Focus on the product term between the response and the linear signal:

$y_i \mathbf{b^\mathsf{T} x_i} =: y_i \mathbf{s} \tag{25.29}$

where $$\mathbf{s}$$ represents “signal”. To better understand this term let us use the following table: We can think of the signal term $$\mathbf{b^\mathsf{T} x_i}$$ as a numeric value or “score” ranging from “very small” to “very large”. A small signal means that the probability $$\phi(\mathbf{b^\mathsf{T} x_i})$$ will be small. Conversely, a large signal means that $$\phi(\mathbf{b^\mathsf{T} x_i})$$ will be large. In turn, the term $$y_i$$ can be either $$-1$$ or $$+1$$.

If we have a correct prediction, we would expect a small probability $$\phi(\mathbf{b^\mathsf{T} x_i})$$ to agree with $$y_i = -1$$. Likewise, we would also expect a large probability $$\phi(\mathbf{b^\mathsf{T} x_i})$$ to agree with $$y_i = +1$$.

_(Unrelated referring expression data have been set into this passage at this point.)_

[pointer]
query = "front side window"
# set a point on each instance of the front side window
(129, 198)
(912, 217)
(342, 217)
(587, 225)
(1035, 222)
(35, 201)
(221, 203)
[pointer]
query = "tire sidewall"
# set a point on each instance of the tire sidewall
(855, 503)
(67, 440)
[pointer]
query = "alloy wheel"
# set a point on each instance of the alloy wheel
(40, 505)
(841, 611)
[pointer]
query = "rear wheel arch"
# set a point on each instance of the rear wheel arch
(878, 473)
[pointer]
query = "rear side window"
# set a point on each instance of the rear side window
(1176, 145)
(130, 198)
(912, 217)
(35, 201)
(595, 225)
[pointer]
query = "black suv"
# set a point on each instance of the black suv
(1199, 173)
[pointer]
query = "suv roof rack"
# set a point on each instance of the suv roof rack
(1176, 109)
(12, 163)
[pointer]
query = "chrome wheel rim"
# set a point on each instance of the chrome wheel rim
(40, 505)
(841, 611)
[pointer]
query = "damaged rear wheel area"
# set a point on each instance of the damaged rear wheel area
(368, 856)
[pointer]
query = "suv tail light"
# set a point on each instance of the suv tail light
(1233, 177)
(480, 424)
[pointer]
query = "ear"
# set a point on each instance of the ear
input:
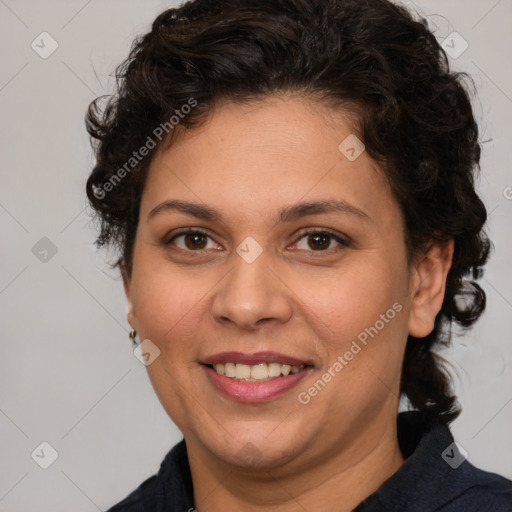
(127, 282)
(427, 286)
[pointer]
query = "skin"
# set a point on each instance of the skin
(247, 162)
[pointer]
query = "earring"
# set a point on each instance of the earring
(132, 336)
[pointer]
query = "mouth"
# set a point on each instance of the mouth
(259, 372)
(256, 377)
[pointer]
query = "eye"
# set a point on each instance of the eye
(320, 241)
(191, 239)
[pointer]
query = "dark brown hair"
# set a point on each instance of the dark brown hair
(415, 119)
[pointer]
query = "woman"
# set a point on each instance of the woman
(290, 186)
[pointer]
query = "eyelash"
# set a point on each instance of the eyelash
(344, 242)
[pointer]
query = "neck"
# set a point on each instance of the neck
(338, 480)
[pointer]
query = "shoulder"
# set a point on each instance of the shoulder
(170, 488)
(479, 491)
(137, 500)
(436, 475)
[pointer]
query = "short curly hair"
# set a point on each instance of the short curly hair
(372, 56)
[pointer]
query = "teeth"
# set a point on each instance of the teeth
(229, 368)
(260, 371)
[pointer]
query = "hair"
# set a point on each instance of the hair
(372, 56)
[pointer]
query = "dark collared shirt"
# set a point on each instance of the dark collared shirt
(434, 477)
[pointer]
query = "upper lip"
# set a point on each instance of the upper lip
(255, 358)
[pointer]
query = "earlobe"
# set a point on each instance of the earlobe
(428, 285)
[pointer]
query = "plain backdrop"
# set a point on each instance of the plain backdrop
(68, 376)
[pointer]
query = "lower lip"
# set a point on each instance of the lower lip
(244, 391)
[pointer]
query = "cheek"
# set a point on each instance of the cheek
(168, 302)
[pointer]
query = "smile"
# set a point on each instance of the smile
(257, 372)
(259, 377)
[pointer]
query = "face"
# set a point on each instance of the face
(261, 247)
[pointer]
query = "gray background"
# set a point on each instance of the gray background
(67, 372)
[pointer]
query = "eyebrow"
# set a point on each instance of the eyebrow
(288, 214)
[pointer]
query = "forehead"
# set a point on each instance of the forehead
(250, 158)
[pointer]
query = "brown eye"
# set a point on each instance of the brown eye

In turn, if we have an incorrect prediction, we would expect a small probability $$\phi(\mathbf{b^\mathsf{T} x_i})$$ to mismatch $$y_i = +1$$. Likewise, we would also expect a large probability $$\phi(\mathbf{b^\mathsf{T} x_i})$$ to disagree with an observed $$y_i = -1$$.

• With agreements, $$e^{-y_i \mathbf{b^\mathsf{T} x_i} }$$ will be small, and will consequently give you a small error.

• With disagreements, $$e^{-y_i \mathbf{b^\mathsf{T} x_i} }$$ will be large, and will consequently give you a large error.

We will also refer to our $$E_{in}(\mathbf{b})$$ quantity as the mean cross-entropy error. Technically it isn’t a “cross-entropy” measure in the classification sense, however we will ignore that technicality for now.

How do we find $$\mathbf{b}$$ that minimizes the criterion:

$\min_{\mathbf{b}} \left\{ \underbrace{ \frac{1}{n} \sum_{i=1}^{n} \underbrace{ \ln\left( 1 + e^{-y_i \mathbf{b^\mathsf{T} x_i} } \right) }_{\text{pointwise error}} }_{E_{in}(\mathbf{b})} \right\} \tag{25.30}$

This expression does not have a closed analytical solution. So in order to find the minimum, we need to apply iterative optimization methods. For example, gradient descent. Consequently, calculating the gradient of the above expression, we find:

$\nabla E_{in}(\mathbf{b}) = - \frac{1}{n} \sum_{i=1}^{n} \left( \frac{1}{1 + e^{-y_i \mathbf{b^\mathsf{T} x_i} } } \right) y_i \mathbf{x_i} \tag{25.31}$

and we would use gradient descent to compute the minimum.